NAHR AL-BARED - Aid organisations were working on Friday to disinfect and shore up buildings still standing in north Lebanon's Nahr al-Bared refugee camp after a 15-week army siege of Islamists left most of it in ruins.
"We hope that a first group (of Palestinian refugees) may return in two days. That depends on the speed of restoration of the buildings that are still upright," Khalil Mekkawi, head of the Committee for Lebanese-Palestinian Dialogue, told AFP.
Mekkawi, who organised a first visit on Friday by journalists to the devastated camp, said the UN refugee agency UNRWA was in a position to ensure generators to provide electricity and water from reservoirs for those residents who would be returning soon.
Some 31,000 Palestinian refugees fled the camp in the first weeks after fighting broke out on May 20 between the army and Fatah al-Islam, leaving most of the buildings in ruins.
"We are disinfecting the buildings which have been marked as habitable," Red Crescent employee Mohammad al-Siyyad, said, guarding his mouth with a mask. He would not say how many were involved.
Fighting ended on September 2, and Lebanese troops have since been hunting militants who may have escaped and also clearing the area of unexploded ammunition and mines.

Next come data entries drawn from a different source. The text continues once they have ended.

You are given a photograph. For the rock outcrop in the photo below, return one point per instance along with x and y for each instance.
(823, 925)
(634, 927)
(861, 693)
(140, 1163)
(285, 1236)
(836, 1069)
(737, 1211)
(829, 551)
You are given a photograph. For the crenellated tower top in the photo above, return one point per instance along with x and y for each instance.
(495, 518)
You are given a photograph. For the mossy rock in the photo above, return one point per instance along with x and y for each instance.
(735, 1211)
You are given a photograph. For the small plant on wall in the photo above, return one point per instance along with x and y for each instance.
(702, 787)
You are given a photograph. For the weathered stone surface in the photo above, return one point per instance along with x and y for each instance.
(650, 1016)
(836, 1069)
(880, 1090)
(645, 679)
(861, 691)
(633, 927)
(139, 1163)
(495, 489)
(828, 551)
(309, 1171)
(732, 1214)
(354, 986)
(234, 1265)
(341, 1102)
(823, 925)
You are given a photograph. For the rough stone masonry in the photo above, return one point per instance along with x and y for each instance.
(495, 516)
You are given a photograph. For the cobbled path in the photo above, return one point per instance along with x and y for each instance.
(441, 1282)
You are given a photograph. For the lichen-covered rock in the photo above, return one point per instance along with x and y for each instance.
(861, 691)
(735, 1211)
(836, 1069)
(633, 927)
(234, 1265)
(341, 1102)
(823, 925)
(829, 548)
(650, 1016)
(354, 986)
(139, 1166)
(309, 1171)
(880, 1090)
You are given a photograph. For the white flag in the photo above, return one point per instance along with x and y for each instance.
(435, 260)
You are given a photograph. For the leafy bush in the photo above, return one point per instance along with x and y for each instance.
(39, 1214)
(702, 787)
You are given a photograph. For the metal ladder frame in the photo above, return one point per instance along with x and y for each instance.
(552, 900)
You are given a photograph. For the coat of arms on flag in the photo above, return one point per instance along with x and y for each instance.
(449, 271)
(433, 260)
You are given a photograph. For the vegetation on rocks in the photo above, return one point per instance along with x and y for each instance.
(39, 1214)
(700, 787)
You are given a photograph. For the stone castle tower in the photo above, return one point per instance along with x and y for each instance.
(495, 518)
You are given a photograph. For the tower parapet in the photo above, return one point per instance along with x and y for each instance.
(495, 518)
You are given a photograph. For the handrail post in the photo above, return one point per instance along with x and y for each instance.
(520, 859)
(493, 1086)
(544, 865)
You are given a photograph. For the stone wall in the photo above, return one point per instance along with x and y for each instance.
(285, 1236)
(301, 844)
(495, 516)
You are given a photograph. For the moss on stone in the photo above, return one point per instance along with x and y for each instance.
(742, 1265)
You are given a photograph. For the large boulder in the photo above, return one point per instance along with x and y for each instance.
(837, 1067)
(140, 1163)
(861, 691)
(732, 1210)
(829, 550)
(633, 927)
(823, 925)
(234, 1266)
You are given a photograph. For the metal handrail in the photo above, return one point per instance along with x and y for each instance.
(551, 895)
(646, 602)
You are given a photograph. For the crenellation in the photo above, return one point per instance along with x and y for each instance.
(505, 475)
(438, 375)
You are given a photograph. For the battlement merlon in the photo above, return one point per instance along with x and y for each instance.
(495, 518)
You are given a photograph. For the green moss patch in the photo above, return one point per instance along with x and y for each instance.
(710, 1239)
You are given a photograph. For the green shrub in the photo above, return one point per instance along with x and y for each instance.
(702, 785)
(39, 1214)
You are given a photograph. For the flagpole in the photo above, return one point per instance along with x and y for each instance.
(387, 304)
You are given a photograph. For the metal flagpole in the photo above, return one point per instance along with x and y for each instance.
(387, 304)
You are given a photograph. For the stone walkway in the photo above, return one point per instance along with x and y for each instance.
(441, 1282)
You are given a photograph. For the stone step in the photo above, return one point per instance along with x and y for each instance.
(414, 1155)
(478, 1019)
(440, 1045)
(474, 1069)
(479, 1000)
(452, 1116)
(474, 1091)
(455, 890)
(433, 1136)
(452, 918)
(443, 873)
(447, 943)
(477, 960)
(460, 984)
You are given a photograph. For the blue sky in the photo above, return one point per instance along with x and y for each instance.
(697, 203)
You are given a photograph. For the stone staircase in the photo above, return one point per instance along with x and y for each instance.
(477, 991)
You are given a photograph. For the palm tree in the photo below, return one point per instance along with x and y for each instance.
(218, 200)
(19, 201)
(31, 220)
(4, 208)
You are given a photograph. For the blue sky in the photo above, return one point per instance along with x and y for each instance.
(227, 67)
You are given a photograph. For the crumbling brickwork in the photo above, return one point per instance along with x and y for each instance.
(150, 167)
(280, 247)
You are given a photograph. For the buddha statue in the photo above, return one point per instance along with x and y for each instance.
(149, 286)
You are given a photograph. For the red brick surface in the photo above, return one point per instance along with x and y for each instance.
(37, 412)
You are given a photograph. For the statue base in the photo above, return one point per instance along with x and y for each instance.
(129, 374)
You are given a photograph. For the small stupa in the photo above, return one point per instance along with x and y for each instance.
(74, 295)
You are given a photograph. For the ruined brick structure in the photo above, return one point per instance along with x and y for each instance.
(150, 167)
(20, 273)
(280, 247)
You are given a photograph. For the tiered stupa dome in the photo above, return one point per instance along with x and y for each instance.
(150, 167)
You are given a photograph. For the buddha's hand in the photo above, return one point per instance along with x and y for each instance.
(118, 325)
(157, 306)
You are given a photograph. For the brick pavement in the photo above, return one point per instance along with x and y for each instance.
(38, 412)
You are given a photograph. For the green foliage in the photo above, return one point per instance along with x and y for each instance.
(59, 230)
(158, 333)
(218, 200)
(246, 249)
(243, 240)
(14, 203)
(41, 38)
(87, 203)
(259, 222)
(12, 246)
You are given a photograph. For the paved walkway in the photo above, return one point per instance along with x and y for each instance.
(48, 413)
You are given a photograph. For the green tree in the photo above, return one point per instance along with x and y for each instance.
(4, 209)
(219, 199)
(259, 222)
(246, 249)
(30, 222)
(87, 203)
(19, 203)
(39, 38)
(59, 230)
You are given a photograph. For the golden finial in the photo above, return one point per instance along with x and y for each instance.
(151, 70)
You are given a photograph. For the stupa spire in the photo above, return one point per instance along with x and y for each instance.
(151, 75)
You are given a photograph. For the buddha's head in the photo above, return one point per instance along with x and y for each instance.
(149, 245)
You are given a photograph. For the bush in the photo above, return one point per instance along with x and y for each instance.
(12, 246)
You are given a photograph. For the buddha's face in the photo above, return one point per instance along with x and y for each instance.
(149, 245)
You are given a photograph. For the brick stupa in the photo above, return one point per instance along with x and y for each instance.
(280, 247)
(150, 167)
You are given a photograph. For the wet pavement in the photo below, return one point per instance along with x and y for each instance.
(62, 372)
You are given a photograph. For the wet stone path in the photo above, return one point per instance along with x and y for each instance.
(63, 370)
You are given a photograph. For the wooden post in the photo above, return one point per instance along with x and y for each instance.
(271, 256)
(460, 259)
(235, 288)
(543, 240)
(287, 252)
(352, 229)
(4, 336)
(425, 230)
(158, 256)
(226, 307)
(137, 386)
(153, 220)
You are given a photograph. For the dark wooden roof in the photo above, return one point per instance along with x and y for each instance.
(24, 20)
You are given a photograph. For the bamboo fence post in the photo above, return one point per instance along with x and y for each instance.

Nearly 400 people, including at least 222 Islamists and 167 soldiers, died in the clashes, and Lebanon has since asked for international aid of more than 300 million dollars to rebuild the camp.
Evidence of the fighting could be seen everywhere by journalists allowed to penetrate some 400 metres (yards) into the camp, along a route on which military vehicles were stationed.
Burnt and shell-pocked buildings, remains of vehicles, collapsed balconies, destroyed service stations, shattered shop windows marked the road, while in the distance the remains of collapsed buildings were visible.